Well-contained Enthusiasm

I was at the Chelsea Flower Show a few years ago, standing in a queue for drinks. Directly in front of me in line were two gentlemen, both silver-haired and attired in gray, chalk-stripe suits that spoke of both good tailoring and good breeding. They said little during those few minutes I was behind them, but one sentence continues to ring in my ears with a clarity undiminished by time.

“Penelope,” one of the men said to the other, and then paused for just a moment before continuing, “has a £100 a week perennial habit.”

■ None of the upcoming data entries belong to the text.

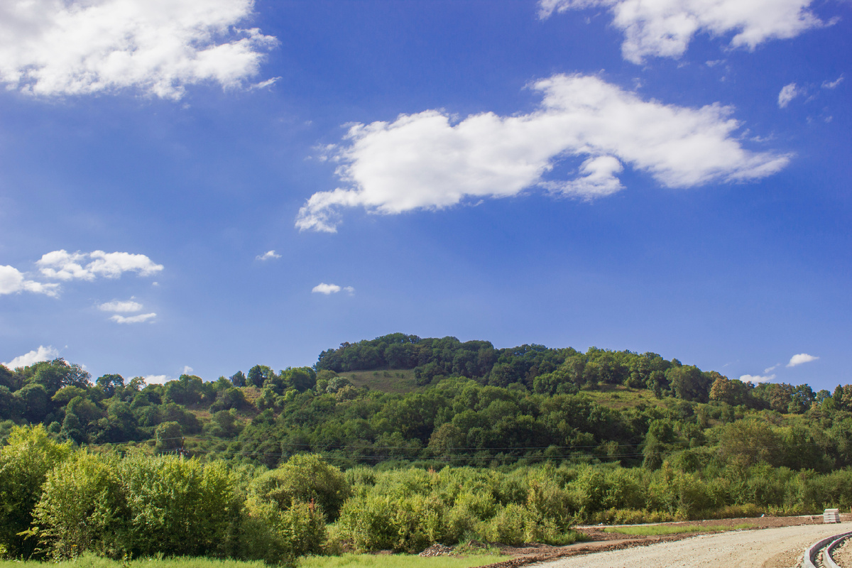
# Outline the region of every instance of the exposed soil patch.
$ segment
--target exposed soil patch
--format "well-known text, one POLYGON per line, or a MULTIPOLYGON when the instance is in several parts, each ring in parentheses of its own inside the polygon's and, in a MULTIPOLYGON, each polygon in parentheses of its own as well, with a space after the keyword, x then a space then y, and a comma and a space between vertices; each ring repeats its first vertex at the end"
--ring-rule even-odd
POLYGON ((852 568, 852 538, 847 538, 832 555, 841 568, 852 568))
MULTIPOLYGON (((852 513, 840 515, 842 522, 852 521, 852 513)), ((709 520, 691 520, 676 523, 656 523, 665 526, 708 526, 708 527, 734 527, 741 525, 751 525, 752 529, 744 530, 761 530, 776 528, 783 526, 798 526, 802 525, 822 525, 822 515, 806 515, 801 517, 754 517, 743 519, 712 519, 709 520)), ((625 525, 619 525, 625 526, 625 525)), ((501 552, 511 556, 512 559, 504 562, 491 564, 483 568, 515 568, 538 562, 547 562, 570 556, 580 554, 590 554, 592 553, 604 552, 608 550, 621 550, 633 547, 644 547, 658 542, 666 542, 678 541, 684 538, 695 536, 700 532, 675 533, 665 536, 648 536, 641 535, 624 535, 617 532, 604 532, 603 529, 607 528, 603 525, 598 526, 579 526, 575 530, 585 535, 589 541, 585 542, 576 542, 568 546, 554 547, 546 544, 532 544, 525 547, 501 547, 501 552)), ((708 531, 710 532, 717 532, 708 531)), ((849 559, 852 559, 852 544, 845 545, 849 559)), ((847 554, 847 553, 844 553, 847 554)), ((796 558, 790 554, 781 554, 777 557, 770 558, 763 564, 763 568, 791 568, 795 565, 796 558)), ((843 568, 852 568, 852 562, 847 564, 839 563, 843 568)))

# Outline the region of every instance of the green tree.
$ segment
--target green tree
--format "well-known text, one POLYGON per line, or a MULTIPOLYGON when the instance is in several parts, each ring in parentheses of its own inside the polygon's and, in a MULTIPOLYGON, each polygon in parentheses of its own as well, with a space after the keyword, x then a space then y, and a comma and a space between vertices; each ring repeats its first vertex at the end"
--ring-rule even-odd
POLYGON ((333 521, 349 496, 349 485, 340 469, 320 456, 300 454, 259 476, 251 492, 260 502, 274 502, 281 511, 296 502, 315 502, 333 521))
POLYGON ((134 455, 118 464, 134 555, 233 556, 236 479, 222 462, 134 455))
POLYGON ((78 451, 48 473, 32 531, 54 559, 125 551, 126 505, 117 460, 78 451))
POLYGON ((70 453, 41 424, 15 427, 0 448, 0 545, 13 558, 30 558, 36 549, 36 539, 21 533, 30 528, 47 474, 70 453))

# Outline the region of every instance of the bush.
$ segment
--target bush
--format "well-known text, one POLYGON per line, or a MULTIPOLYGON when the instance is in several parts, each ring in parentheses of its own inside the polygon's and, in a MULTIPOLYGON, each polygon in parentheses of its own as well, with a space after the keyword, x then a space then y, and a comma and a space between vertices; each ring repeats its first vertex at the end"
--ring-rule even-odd
POLYGON ((22 534, 32 522, 32 510, 47 474, 71 454, 71 447, 50 439, 42 425, 14 427, 9 445, 0 449, 0 546, 14 558, 30 558, 37 541, 22 534))
POLYGON ((278 469, 258 477, 250 491, 258 502, 274 502, 281 511, 296 502, 315 502, 331 521, 351 494, 340 469, 315 454, 293 456, 278 469))
POLYGON ((118 469, 135 555, 235 554, 241 502, 222 462, 135 455, 118 469))
POLYGON ((250 499, 240 534, 240 555, 270 564, 291 564, 297 556, 319 554, 325 542, 325 519, 314 503, 295 502, 285 509, 250 499))
POLYGON ((127 508, 116 459, 78 451, 50 472, 33 513, 33 533, 55 559, 125 550, 127 508))

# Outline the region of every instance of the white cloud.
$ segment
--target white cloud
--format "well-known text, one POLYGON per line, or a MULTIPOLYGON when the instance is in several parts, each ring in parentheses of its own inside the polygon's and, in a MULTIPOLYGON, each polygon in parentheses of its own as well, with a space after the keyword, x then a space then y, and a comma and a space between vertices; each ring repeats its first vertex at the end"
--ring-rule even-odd
POLYGON ((769 382, 775 378, 774 375, 767 375, 765 376, 761 376, 760 375, 742 375, 740 380, 743 382, 751 382, 757 384, 758 382, 769 382))
POLYGON ((790 363, 787 364, 788 367, 795 367, 796 365, 802 364, 803 363, 810 363, 811 361, 815 361, 820 359, 819 357, 814 357, 813 355, 809 355, 808 353, 798 353, 797 355, 793 355, 790 358, 790 363))
POLYGON ((163 270, 163 265, 155 264, 145 255, 103 250, 90 253, 54 250, 43 255, 36 264, 43 275, 60 280, 94 280, 99 276, 117 278, 126 272, 152 276, 163 270), (89 261, 83 266, 87 260, 89 261))
POLYGON ((337 294, 341 290, 341 287, 337 284, 327 284, 325 282, 320 282, 316 286, 311 290, 314 294, 325 294, 328 295, 329 294, 337 294))
POLYGON ((34 364, 39 361, 50 361, 57 357, 59 357, 59 351, 52 346, 44 347, 43 345, 39 345, 37 349, 31 351, 28 353, 24 353, 23 355, 19 355, 9 363, 3 363, 3 364, 6 365, 9 369, 29 367, 31 364, 34 364))
POLYGON ((98 309, 103 310, 104 312, 138 312, 142 309, 142 305, 138 301, 134 301, 131 298, 127 301, 113 300, 112 301, 107 301, 106 303, 98 306, 98 309))
POLYGON ((838 85, 839 85, 843 82, 843 73, 841 73, 840 77, 838 77, 838 78, 836 78, 833 81, 823 81, 822 82, 822 88, 823 89, 835 89, 835 88, 837 88, 838 85))
POLYGON ((110 321, 116 324, 141 324, 156 318, 156 313, 140 313, 138 316, 119 316, 118 313, 110 317, 110 321))
MULTIPOLYGON (((277 40, 239 27, 254 0, 4 0, 0 82, 36 95, 244 84, 277 40)), ((262 84, 262 83, 261 83, 262 84)))
POLYGON ((274 250, 268 250, 262 255, 257 255, 257 256, 255 256, 256 261, 271 261, 276 258, 281 258, 281 255, 277 254, 274 250))
POLYGON ((59 293, 59 284, 27 280, 14 267, 0 266, 0 295, 18 292, 33 292, 55 296, 59 293))
POLYGON ((435 209, 537 185, 593 198, 621 189, 617 175, 625 164, 663 186, 691 187, 765 177, 790 159, 743 148, 734 135, 740 123, 730 118, 733 110, 718 104, 695 109, 642 100, 583 75, 556 75, 532 89, 543 101, 529 114, 483 112, 453 124, 433 110, 352 126, 348 144, 330 150, 348 187, 312 195, 296 226, 334 232, 343 207, 383 214, 435 209), (574 179, 543 179, 567 158, 584 160, 574 179))
POLYGON ((795 83, 791 83, 789 85, 784 85, 784 87, 781 88, 781 91, 778 94, 778 107, 785 108, 790 104, 791 100, 803 94, 804 94, 804 91, 797 87, 795 83))
POLYGON ((171 381, 168 375, 146 375, 142 378, 149 385, 162 385, 171 381))
POLYGON ((734 33, 731 47, 754 49, 770 39, 795 37, 825 26, 808 9, 813 0, 539 0, 538 16, 554 12, 606 8, 625 34, 625 59, 683 55, 699 33, 734 33))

He said this with neither anger nor regret in his voice. It was a statement of fact; tinged with opinion only in his use of the word, ‘habit’ in describing Penelope’s voracious gardening budget. I swiftly did some currency conversion in my head: at the then-current exchange rate, Penelope was buying up $182 a week worth of salvia, astilbe and hosta.

When I returned and handed Betty her drink, I related what I had just heard and I said, “Don’t ever again fret over what you spend on gardening. You will always be a rank amateur.”

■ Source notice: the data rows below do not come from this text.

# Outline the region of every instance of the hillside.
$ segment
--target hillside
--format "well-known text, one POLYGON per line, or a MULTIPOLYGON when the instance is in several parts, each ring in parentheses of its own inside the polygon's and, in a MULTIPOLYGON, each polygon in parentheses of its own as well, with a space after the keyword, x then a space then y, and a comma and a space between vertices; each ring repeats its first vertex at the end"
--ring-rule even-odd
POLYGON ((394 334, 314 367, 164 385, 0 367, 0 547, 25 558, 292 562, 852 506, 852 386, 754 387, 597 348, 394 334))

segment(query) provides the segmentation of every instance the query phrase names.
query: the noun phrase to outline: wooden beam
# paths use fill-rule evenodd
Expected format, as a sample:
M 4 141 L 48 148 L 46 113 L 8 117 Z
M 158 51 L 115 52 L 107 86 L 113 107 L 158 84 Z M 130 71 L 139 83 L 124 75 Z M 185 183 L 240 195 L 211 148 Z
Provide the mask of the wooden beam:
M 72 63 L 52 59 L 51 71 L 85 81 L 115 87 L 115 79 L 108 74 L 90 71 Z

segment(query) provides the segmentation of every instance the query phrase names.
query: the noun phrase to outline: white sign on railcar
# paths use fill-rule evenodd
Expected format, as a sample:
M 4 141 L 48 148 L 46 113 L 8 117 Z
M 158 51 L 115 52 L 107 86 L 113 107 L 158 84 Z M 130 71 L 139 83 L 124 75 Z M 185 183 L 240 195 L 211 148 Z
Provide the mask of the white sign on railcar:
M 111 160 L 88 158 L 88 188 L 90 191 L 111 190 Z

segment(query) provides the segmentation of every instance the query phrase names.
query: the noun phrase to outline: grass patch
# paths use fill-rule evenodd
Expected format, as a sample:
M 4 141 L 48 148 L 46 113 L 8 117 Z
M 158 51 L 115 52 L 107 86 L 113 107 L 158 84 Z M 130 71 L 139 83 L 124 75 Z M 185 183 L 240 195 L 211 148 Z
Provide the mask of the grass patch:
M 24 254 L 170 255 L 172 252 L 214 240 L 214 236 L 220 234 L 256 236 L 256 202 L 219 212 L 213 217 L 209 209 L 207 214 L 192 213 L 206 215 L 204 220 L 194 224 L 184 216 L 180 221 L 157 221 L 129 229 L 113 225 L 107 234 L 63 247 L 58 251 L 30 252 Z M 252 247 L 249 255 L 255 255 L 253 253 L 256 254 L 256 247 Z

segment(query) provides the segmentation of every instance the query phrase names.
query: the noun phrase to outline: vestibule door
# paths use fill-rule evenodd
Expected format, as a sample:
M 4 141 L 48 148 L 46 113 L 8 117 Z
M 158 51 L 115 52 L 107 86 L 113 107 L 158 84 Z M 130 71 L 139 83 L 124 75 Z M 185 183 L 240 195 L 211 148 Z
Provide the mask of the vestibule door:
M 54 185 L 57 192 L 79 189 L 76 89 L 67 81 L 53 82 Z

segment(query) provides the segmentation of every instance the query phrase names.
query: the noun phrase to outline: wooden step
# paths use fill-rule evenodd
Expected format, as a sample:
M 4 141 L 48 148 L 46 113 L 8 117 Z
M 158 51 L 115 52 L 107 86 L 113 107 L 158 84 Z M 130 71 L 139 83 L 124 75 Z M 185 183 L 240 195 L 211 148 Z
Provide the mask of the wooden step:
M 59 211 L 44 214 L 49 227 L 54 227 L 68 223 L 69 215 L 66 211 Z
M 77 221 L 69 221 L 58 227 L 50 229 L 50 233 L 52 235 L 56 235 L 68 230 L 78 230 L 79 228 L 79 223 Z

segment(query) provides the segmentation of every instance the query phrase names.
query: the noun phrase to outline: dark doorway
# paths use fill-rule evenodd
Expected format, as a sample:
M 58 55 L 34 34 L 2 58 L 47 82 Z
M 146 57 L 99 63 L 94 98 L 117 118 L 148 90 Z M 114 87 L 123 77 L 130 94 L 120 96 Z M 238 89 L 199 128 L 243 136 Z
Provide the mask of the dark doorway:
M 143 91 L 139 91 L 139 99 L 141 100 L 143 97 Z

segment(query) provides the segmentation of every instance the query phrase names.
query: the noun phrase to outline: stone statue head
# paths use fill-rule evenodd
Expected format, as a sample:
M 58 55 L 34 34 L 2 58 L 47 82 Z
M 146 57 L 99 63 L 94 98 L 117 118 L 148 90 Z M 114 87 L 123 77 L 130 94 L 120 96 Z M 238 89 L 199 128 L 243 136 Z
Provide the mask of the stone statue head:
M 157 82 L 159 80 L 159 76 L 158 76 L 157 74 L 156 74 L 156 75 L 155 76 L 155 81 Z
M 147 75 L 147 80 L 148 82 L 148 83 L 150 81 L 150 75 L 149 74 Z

We had a pounding rain here overnight and one of my jobs this morning was to empty saucers from the various containers around the property. Saucers with water in them mean containers can become waterlogged, which leads to root rot.

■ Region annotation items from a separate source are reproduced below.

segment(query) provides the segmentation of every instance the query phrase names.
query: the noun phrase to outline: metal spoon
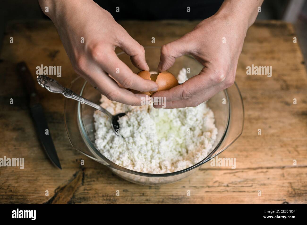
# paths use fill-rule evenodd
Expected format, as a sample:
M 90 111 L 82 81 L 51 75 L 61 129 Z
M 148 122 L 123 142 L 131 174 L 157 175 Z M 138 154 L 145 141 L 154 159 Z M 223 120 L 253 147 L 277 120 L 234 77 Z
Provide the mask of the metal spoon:
M 52 79 L 45 75 L 38 76 L 37 76 L 37 81 L 40 85 L 43 88 L 45 88 L 50 92 L 62 94 L 66 98 L 76 100 L 82 104 L 84 103 L 102 112 L 107 116 L 110 119 L 113 131 L 116 135 L 119 135 L 119 124 L 118 123 L 118 119 L 119 118 L 126 115 L 126 113 L 119 113 L 113 116 L 106 109 L 104 109 L 100 106 L 96 105 L 86 99 L 82 98 L 74 93 L 70 89 L 64 88 L 53 79 Z

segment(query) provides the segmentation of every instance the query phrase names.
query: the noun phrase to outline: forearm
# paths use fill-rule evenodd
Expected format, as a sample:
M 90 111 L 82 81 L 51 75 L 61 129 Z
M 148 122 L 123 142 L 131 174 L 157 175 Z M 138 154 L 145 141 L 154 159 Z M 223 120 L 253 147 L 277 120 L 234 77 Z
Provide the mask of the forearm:
M 254 23 L 258 15 L 258 7 L 264 0 L 225 0 L 216 15 L 232 16 L 247 29 Z
M 69 18 L 69 12 L 71 14 L 72 8 L 76 6 L 80 8 L 86 2 L 92 2 L 92 0 L 38 0 L 38 3 L 44 13 L 52 21 L 55 25 L 63 17 Z M 79 5 L 79 6 L 78 5 Z M 46 7 L 48 7 L 48 12 Z M 70 10 L 69 10 L 69 9 Z

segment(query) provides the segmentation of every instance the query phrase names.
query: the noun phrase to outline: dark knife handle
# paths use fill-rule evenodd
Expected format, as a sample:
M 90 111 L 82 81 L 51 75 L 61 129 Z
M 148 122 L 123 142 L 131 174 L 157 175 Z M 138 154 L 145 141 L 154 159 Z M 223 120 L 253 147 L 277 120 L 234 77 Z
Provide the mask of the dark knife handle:
M 30 99 L 30 106 L 32 107 L 39 103 L 39 98 L 35 89 L 35 82 L 32 77 L 30 71 L 25 62 L 17 64 L 17 70 L 22 79 Z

Somewhere along the way, I began counting the containers surrounding our home. I found 52 and am not certain I got them all.

Now, one or two are just for show – unplanted behemoths that are in perennial beds strictly as focal points. Some others are long-term homes to plants that we overwinter, such as a beautiful burgundy loropetalum or the stone planter given by Betty’s garden club that is home to a fern that returns majestically every May.

The core group of containers – medium and large terra cotta, glazed ceramic or high-quality foam ones – numbers about 35. Betty has been diligently planting them for the past month, filling them with an amazing array of mostly annuals but also including perennials, tropicals and a few shrubs; none of them common.

Those containers are scattered around the property, bringing color to otherwise bare areas of asphalt, concrete or rock. Some are awaiting permanent assignment, such as a large, colorfully planted pot that will sit atop a clutch of prominently visible daffodil greens once those greens have started to yellow later this month.

There are multiple containers along the sidewalk that will fill voids in the perennial beds as June bloomers pass. There are six containers on our deck, turning an otherwise drab structure into a colorful annex of the garden below it. Two matching metal urns are overflowing with color on either side of the front door. Large containers bring drama to the spaces between garage doors and still others fill an awkward, dark corner.

Does this count as a ‘container habit?’

Hardly. And, were it so, then I would be the principal enabler. Betty takes me plant shopping at her peril. I’m the one saying, “Don’t you want another of those?” And, at container sales, I’m the one piling the cart to overflowing, with Betty ordering me to put them back.

It isn’t even a container obsession. Rather, it’s an appreciation for what can be wrought by mixing plants of differing heights, bloom size and color into a small space, and then massing the resulting containers into a pleasing arrangement. It’s art using a different palette and medium.

So, to the gentleman at the Chelsea Flower Show, I say, “Hooray for Penelope.” I hope that she, too, is still creating art of a different kind somewhere in the U.K.